During 1994, St. James Church was informed of a generous contribution that was included in the estate of Bea Shafer, a parishioner of St. James who had worked as a Food Pantry volunteer. Her bequest was specifically earmarked for “outreach and to feed the hungry”. This donation, supplemented by monies obtained through a special funding drive managed by Eleanor Pierson (which raised 40% of the total required funding), enabled St. James Church to construct the “Bea Shafer Outreach Center” to support its outreach programs and to provide a proper home for the Bradley Food Pantry.

The Outreach Center located at the rear of the Church property, behind the Church Office, was constructed under the direction of Ron Humer, a Warden of St. James Parish and a professional in the construction business. Building permits for the Outreach Center were obtained on October 22nd 1997; construction, which included building an associated handicap ramp, was completed in July 1998.

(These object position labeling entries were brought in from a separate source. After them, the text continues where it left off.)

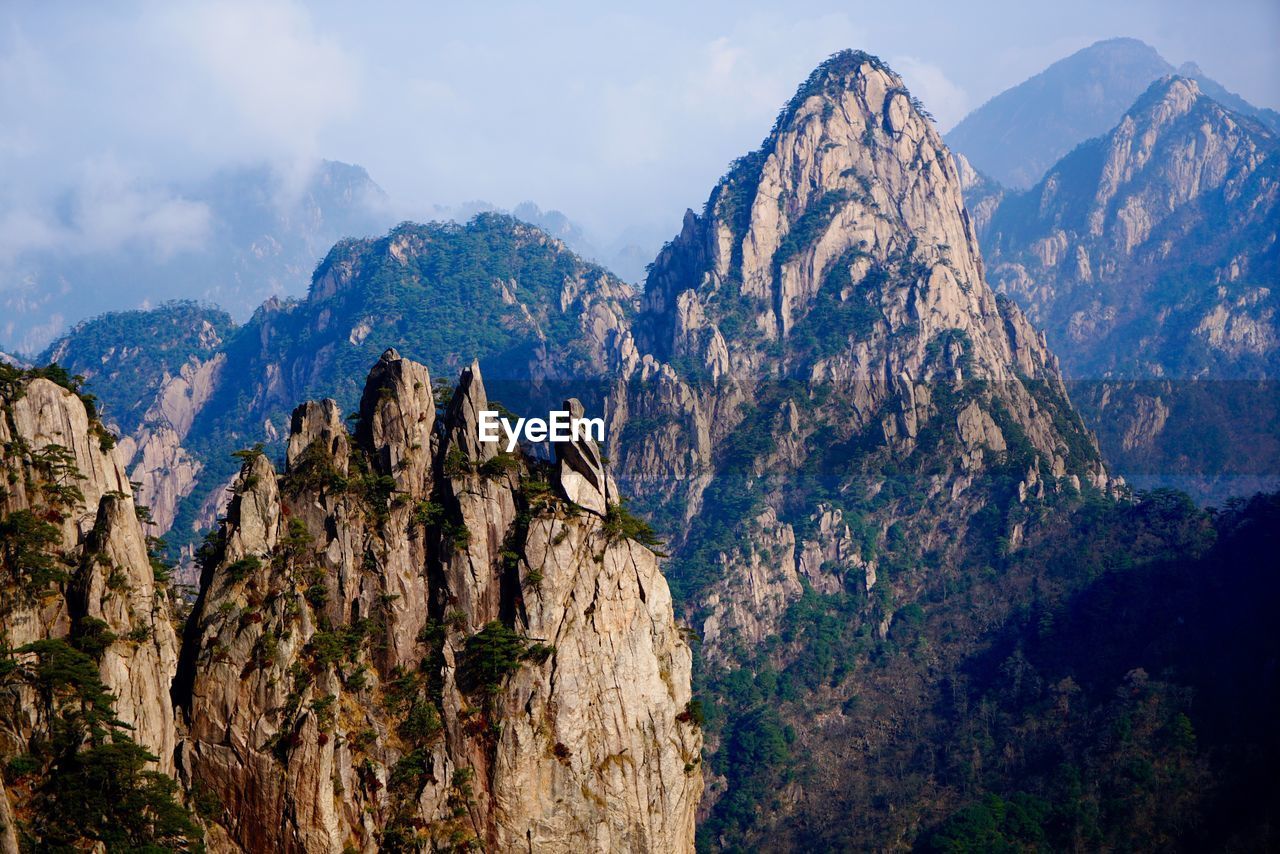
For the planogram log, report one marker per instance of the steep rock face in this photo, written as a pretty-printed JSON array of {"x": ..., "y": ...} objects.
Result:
[
  {"x": 824, "y": 316},
  {"x": 1151, "y": 257},
  {"x": 1176, "y": 206},
  {"x": 165, "y": 469},
  {"x": 412, "y": 636},
  {"x": 67, "y": 498}
]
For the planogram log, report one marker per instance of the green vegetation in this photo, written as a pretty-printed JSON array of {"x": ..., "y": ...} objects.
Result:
[
  {"x": 126, "y": 354},
  {"x": 88, "y": 779},
  {"x": 494, "y": 653},
  {"x": 1097, "y": 713},
  {"x": 620, "y": 523}
]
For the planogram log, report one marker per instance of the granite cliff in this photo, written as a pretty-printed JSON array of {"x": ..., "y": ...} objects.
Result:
[
  {"x": 406, "y": 639},
  {"x": 1150, "y": 255}
]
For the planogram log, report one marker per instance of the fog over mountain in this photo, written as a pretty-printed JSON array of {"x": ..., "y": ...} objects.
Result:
[{"x": 118, "y": 119}]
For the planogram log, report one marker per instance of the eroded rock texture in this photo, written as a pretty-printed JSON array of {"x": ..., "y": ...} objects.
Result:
[{"x": 411, "y": 638}]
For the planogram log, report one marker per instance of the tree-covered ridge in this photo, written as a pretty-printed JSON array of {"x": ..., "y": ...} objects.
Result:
[
  {"x": 1106, "y": 688},
  {"x": 126, "y": 355},
  {"x": 442, "y": 293}
]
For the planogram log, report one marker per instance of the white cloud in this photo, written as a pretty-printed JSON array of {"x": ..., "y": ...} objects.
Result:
[
  {"x": 947, "y": 101},
  {"x": 260, "y": 65}
]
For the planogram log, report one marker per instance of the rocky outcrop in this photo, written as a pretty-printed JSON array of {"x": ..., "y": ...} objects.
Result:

Consistent with the wishes of Bea Shafer, today the Outreach continues to provide a proper home for the Bradley Food Pantry, and private and discrete meeting place facilities for:

  • Alcoholics Anonymous (AA) Groups, an international mutual aid movement, founded in 1935, with the “primary purpose of staying sober and helping other alcoholics achieve sobriety” through their twelve step program of spiritual and character development and their twelve traditions stressing anonymity, altruism, and inclusion for all who want to stop drinking. Both the twelve steps and twelve traditions have been adopted by other self-help fellowships. Two groups of local men meet at the Outreach Center on different evenings, once per week. In addition, one group of local women meets on another evening, also once per week.
  • Al-Anon Family Groups, an “international fellowship of relatives and friends of alcoholics who share their experiences, strength, and hope in order to solve their common problems,” which was founded in 1951. The groups “help families of alcoholics by practicing the Twelve Steps, by welcoming and giving comfort to alcoholics, and by giving understanding and encouragement to the alcoholic.” One local Al-Anon Family Group previously met at the Outreach Center one evening each week; due to declining membership, they currently do not meet in the Outreach Center.
  • Overeaters Anonymous (OA), a worldwide fellowship of experience, strength, and hope where members respect one another’s anonymity. OA employs their own literature, a twelve step program, and twelve traditions to help people “with problems related to food including but not limited to compulsive overeating, binge eating disorders, bulimia, and anorexia.” One local OA group previously met at the Outreach Center one morning each week; due to declining membership, they currently meet in homes rather than the Outreach Center.